A 200-pound third-grader is removed from home for neglect. Should the government take custody of overweight kids?
Is childhood obesity child abuse? Child services officials in Cleveland seem to think so. They recently removed an 8-year-old boy from his mother and placed him in foster care — because the child tips the scales at over 200 pounds. Department of Children and Family Services spokeswoman Mary Louise Madigan told the Cleveland Plain Dealer that the boy’s condition constituted “a form of medical neglect.”
“This child’s problem was so severe that we had to take custody,” Madigan said, adding that her office had worked with the boy’s mother for over a year before removing him. The boy first caught the attention of child services when his mother brought him to the hospital last year with breathing issues. He was diagnosed with sleep apnea, and now uses a machine to assist his breathing while he sleeps.
Was the boy’s mother, in fact, neglectful? That’s something the state still appears to be determining. The boy’s mother told the Plain Dealer that “They are trying to make it seem like I am unfit, like I don’t love my child. Of course I love him. Of course I want him to lose weight. It’s a lifestyle change, and they are trying to make it seem like I am not embracing that. It is very hard, but I am trying.”

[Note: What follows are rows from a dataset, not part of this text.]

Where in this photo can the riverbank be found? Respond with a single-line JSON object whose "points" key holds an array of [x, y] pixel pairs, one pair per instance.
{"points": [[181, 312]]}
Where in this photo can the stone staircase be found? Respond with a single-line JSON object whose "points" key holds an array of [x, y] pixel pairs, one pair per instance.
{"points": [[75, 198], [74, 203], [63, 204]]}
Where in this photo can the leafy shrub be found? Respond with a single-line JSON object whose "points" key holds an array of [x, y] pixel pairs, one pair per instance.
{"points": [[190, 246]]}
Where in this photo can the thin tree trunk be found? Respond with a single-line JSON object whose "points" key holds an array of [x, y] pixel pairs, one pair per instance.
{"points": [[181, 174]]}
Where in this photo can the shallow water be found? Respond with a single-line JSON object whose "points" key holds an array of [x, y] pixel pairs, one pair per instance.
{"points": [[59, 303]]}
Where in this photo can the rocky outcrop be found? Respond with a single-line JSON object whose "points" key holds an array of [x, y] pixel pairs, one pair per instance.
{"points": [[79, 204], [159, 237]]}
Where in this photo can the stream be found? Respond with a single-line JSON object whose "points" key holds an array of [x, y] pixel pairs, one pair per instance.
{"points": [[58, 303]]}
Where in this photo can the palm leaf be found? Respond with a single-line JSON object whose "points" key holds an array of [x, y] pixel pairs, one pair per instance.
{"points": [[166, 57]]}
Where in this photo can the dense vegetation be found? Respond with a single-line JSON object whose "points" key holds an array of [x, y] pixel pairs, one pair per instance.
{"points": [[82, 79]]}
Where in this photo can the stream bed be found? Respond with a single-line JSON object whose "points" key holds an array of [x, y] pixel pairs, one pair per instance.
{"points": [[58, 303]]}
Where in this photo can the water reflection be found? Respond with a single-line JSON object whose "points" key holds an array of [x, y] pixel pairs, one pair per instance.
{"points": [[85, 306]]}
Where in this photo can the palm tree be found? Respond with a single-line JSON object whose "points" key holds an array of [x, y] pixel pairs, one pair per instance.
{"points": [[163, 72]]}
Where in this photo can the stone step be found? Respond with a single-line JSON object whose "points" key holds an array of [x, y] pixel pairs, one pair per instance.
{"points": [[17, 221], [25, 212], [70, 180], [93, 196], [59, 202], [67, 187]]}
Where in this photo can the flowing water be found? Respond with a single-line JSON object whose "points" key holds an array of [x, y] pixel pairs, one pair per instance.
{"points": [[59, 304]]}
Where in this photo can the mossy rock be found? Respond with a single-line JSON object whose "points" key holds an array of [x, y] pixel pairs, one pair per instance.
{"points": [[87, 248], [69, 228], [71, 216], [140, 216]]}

But how do you undo deeply ingrained patterns, combined with a damming family history? Both of the boy’s parents are overweight. (His teenage brother is not.) For her part, the mother says she enrolled the boy in a local Healthy Kids, Healthy Weight program at a local hospital. She got him a bike. She says she tried to talk to him about what foods to eat. And for a while, he lost weight. Then he gained it back — and then the county intervened. He was taken from his school last month, and now his mother sees him once a week for two hours. Reps for the county say he has, in the past few weeks, lost “a few pounds.”
Was his removal an overreaction or a necessary intervention? In a July piece for JAMA, the Journal of the American Medical Association, Lindsey Murtagh of the Harvard School of Public Health and David S. Ludwig of the Children’s Hospital in Boston recommended “State Intervention in Life-Threatening Childhood Obesity.” In the article, they noted, “Improper feeding practices, causing undernourishment and failure to thrive, have long been addressed through the child abuse and neglect framework.” If we consider it a social responsibility to step in when a child is being starved, should the same imperative apply if he’s overfed? Aren’t both forms of malnourishment?
Deprivation, however, has a very different connotation. The notion of being harmed by having too much has generally been too unusual to consider seriously. Now, however, 20 percent of American children between the ages of 6 and 11 are obese — and approximately 2 million of them are extremely obese.
Public defender Sam Amata said Monday the removal of the Cleveland boy would be challenged on the grounds that he was never “in imminent danger.” It should, however, be uncontroversial to say that a 200-pound child – well over triple the average third-grader’s weight — is a child whose health is severely at risk. He needs help, and so does his family. Not diets, not restrictions, but help. Help shopping. Help cooking. Help embracing physical activity.
Yes, parents are responsible for their children. And extreme obesity may be a sign of deeper, more severe issues at home. But it is nonetheless seriously disgusting to see children wrenched from their parents when, at the highest levels, we are represented by a government that has made it abundantly clear it would prefer to pander to the interests of the frozen food industry than reform childhood nutrition. One in which presidential candidates mock children’s health initiatives as “nannying.” Even the authors of that provocative JAMA story recommended governmental “investments in the social infrastructure and policies to improve diet and promote physical activity among children.” It takes a village to raise a child without a body-mass index number in the danger level.
Imagine if you were a little boy, perhaps without the best body image, and you knew that seeing your mom was contingent upon losing weight. Now imagine the over 12 percent of third-graders in Ohio who are severely obese and may now be facing a similar fate. Whatever you think of parental accountability for childhood obesity, ask yourself this: If one child can be removed, what happens to the rest? Who’s going to decide which parents of obese kids are neglectful? And who will take care of their health when neither their government nor their families seem to know how?